The first command ran on only one GPU. The second, as specified by the README, ran on both GPUs and … froze. I waited several minutes and didn’t see any progress, much like my DDP workload. Responds to Ctrl+C and immediately quits though.
nvidia-smi
root@89884fa4021a:/nccl-tests# nvidia-smi
Tue Jan 24 20:38:42 2023
+-----------------------------------------------------------------------------+
| NVIDIA-SMI 525.78.01 Driver Version: 525.78.01 CUDA Version: 12.0 |
|-------------------------------+----------------------+----------------------+
| GPU Name Persistence-M| Bus-Id Disp.A | Volatile Uncorr.
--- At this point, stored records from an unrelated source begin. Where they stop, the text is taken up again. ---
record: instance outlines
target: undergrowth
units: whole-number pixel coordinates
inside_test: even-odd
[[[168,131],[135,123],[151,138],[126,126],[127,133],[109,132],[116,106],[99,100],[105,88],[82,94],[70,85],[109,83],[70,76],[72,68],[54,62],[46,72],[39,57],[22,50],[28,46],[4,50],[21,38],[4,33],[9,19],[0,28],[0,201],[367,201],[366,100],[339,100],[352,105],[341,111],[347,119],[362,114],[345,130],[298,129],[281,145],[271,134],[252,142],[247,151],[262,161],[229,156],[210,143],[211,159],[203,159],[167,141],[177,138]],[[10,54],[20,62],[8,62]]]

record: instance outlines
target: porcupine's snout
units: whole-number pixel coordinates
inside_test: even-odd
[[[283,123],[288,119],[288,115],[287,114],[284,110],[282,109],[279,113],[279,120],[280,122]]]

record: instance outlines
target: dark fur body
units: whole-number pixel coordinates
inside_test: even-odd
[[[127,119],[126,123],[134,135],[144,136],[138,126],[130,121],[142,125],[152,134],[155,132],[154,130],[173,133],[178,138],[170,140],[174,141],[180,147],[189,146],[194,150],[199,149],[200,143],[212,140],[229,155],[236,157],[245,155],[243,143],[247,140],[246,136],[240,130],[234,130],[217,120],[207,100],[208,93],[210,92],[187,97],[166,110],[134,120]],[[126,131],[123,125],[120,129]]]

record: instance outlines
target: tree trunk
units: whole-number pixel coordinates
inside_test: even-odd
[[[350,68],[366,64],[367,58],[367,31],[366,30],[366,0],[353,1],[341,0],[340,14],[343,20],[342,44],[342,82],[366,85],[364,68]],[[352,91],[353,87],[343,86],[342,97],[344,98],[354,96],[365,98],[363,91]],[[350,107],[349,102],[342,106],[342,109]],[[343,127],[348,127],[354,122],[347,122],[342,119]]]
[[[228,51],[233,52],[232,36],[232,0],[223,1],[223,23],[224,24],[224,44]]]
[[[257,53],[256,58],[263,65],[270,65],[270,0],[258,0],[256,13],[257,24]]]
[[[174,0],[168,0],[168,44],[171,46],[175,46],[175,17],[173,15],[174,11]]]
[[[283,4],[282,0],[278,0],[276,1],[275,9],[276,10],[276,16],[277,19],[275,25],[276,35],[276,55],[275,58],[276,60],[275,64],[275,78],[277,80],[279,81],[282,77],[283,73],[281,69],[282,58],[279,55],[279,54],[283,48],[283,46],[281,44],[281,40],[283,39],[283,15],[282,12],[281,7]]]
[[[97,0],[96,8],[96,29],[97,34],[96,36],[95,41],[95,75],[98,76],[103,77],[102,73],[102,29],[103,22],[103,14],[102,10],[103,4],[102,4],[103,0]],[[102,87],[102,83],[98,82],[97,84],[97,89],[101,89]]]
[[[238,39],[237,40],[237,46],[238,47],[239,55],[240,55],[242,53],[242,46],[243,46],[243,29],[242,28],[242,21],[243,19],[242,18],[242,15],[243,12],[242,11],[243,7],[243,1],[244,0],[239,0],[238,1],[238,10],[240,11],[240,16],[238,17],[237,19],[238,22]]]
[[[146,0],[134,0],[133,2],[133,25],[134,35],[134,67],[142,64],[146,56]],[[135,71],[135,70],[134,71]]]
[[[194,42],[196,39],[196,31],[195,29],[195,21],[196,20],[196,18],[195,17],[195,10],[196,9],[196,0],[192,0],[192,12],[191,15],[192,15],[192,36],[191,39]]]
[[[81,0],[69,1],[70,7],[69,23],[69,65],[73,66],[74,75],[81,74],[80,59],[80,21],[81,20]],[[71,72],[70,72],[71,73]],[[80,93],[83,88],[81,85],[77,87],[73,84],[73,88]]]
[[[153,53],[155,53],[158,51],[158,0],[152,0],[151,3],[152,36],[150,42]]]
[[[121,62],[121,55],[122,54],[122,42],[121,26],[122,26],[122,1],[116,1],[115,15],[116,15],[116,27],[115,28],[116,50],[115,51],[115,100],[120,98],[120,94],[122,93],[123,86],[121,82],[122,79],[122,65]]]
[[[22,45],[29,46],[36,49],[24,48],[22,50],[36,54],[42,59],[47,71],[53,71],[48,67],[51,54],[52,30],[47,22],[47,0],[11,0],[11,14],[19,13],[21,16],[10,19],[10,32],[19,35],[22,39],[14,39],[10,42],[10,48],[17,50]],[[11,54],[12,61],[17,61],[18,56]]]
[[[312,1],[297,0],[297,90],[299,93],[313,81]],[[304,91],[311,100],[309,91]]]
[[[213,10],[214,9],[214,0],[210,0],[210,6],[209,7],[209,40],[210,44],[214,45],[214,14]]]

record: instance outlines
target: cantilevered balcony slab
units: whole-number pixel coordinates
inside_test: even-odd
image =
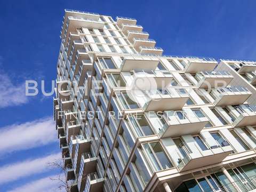
[[[141,90],[144,85],[150,86],[150,89],[164,89],[170,85],[173,79],[172,74],[168,71],[134,69],[133,73],[134,85]]]
[[[155,70],[159,63],[156,57],[125,57],[121,67],[122,71],[130,71],[134,69]]]
[[[183,90],[184,91],[184,90]],[[150,100],[142,107],[146,111],[158,111],[181,109],[189,98],[188,94],[179,89],[168,89],[164,94],[158,90],[150,90]]]
[[[136,25],[137,20],[135,19],[124,17],[117,17],[116,24],[121,27],[123,24]]]
[[[233,125],[238,127],[256,125],[256,111],[242,113],[235,120]]]
[[[212,94],[216,97],[213,104],[217,106],[243,104],[252,95],[247,88],[243,87],[217,89],[212,91]]]
[[[168,111],[170,113],[168,120],[159,132],[162,138],[198,134],[209,122],[207,117],[198,118],[194,114],[187,115],[187,117],[181,119],[174,111]]]
[[[138,31],[142,31],[142,26],[137,25],[123,23],[121,27],[121,30],[125,34],[127,34],[127,32],[128,30],[137,30]]]
[[[139,31],[135,30],[127,31],[127,38],[131,42],[133,41],[134,38],[140,38],[143,39],[148,39],[149,34],[147,32]]]
[[[195,73],[200,71],[212,71],[218,65],[218,62],[213,59],[189,59],[184,68],[185,73]]]
[[[155,47],[156,45],[156,41],[154,39],[145,39],[141,38],[133,38],[132,39],[133,42],[133,46],[134,48],[138,50],[140,50],[139,47],[145,46],[145,47]]]
[[[256,63],[242,62],[238,65],[240,68],[237,69],[237,73],[239,74],[253,72],[256,70]]]
[[[145,46],[140,46],[139,47],[141,54],[152,54],[155,55],[161,56],[163,54],[163,49],[159,47],[148,47]]]
[[[223,87],[229,85],[234,77],[228,71],[202,71],[196,74],[197,86],[202,89]]]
ECC |
| Fan Temp Perf Pwr:Usage/Cap| Memory-Usage | GPU-Util Compute M. |
| | | MIG M. |
|===============================+======================+======================|
| 0 NVIDIA GeForce ... On | 00000000:04:00.0 Off | Off |
| 0% 44C P8 26W / 450W | 6MiB / 24564MiB | 0% Default |
| | | N/A |
+-------------------------------+----------------------+----------------------+
| 1 NVIDIA GeForce ... On | 00000000:09:00.0 Off | Off |
| 0% 47C P8 29W / 450W | 73MiB / 24564MiB | 0% Default |
| | | N/A |
+-------------------------------+----------------------+----------------------+
+-----------------------------------------------------------------------------+
| Processes: |
| GPU GI CI PID Type Process name GPU Memory |
| ID ID Usage |
|=============================================================================|
+-----------------------------------------------------------------------------+